This package contains code for generating Bioconductor objects (OrgDb, OrganismDbi, TxDb, GRanges, and BSGenome) for pathogens found on one of the EuPathDB databases:
- AmoebaDB
- CryptoDB
- FungiDB
- GiardiaDB
- MicrosporidiaDB
- PiroplasmaDB
- PlasmoDB
- SchistoDB
- ToxoDB
- TrichDB
- TriTrypDB
The primary purposes for this package are:
- Generate organism-specific Bioconductor resources to be made available through AnnotationHub.
- Generate installable packages for the various resources.
- Provide shortcuts for accessing these resources.
To access EuPathDB resources via AnnotationHub, simply load the AnnotationHub package and use the query function like you would for any other AnnotationHub resource:
library(AnnotationHub)
# create an AnnotationHub connection
ah <- AnnotationHub()
# use AnnotationHub to get an OrgDb object for T. gondii ME49
res <- query(ah, c('Toxoplasma gondii ME49', 'OrgDb', 'EuPathDB'))
orgdb <- res[[1]]
To create a local package of a EuPathDB resource, and get information from it; note the following code is also located in: tests/testthat/test_99README.R
library(EuPathDB)
## I pretty much always use Leishmania major strain friedlin as my example.
## This downloads metadata from every eupathdb resource:
## cryptodb, fungidb, giardiadb, microsporidiadb, piroplasmadb,
## plasmodb, toxodb, trichdb, and the tritrypdb.
eu_metadata <- download_eupath_metadata()
## One likely wants:
tritryp_metadata <- download_eupath_metadata(webservice = "tritrypdb")

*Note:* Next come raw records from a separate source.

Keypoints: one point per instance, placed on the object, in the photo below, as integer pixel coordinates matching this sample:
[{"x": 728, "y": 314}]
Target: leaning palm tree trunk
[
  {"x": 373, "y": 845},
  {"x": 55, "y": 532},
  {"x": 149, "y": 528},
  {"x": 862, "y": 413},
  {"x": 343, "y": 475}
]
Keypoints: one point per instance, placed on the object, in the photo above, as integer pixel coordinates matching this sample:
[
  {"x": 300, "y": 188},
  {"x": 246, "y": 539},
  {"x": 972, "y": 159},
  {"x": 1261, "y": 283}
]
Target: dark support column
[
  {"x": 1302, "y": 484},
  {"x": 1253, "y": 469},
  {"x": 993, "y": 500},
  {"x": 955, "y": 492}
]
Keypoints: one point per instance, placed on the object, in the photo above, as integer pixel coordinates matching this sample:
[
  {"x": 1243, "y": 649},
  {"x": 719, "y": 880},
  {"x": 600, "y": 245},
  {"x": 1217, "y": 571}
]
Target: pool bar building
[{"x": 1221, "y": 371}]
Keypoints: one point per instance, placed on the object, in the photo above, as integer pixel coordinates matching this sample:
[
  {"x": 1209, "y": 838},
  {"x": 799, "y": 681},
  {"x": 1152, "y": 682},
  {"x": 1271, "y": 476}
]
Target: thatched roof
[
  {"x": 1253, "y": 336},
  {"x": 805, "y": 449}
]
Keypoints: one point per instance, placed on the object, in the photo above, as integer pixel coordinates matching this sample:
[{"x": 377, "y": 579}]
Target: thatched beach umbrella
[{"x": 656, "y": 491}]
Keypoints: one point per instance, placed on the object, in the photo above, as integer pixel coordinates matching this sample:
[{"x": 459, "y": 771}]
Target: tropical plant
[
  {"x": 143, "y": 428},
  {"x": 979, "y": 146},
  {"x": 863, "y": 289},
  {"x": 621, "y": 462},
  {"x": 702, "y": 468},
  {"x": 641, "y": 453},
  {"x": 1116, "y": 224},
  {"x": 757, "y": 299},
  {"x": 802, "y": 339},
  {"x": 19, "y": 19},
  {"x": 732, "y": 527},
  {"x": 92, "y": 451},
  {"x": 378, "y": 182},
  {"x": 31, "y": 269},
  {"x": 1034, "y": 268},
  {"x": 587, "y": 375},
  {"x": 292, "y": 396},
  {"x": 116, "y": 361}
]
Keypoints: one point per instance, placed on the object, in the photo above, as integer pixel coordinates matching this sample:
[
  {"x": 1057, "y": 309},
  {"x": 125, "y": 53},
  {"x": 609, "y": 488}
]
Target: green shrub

## Download metadata from tritrypdb, this step is optional.
tritryp_metadata <- download_eupath_metadata(webservice = "tritrypdb")
## Extract an entry of interest, if metadata is not provided it will
## download it (defaulting to all eupathdb webservices, which can take
## a little while.
lm_entry <- get_eupath_entry(species = "Friedlin", metadata = tritryp_metadata)
## Look at the entry of interest.
lm_name <- sc_entry[["Species"]]
lm_name
## Create an orgdb database
orgdb_pkgname <- make_eupath_orgdb(lm_entry)
## Create a txdb database, since there are so few introns in the
## trypanosomatids, it tends to be less interesting for them...
txdb_pkgname <- make_eupath_txdb(lm_entry)
## Create a bsgenome, note you _must_ increase the number of open
## files for this to work with fragmented assemblies.[1]
bsgenome_pkgname <- make_eupath_bsgenome(lm_entry)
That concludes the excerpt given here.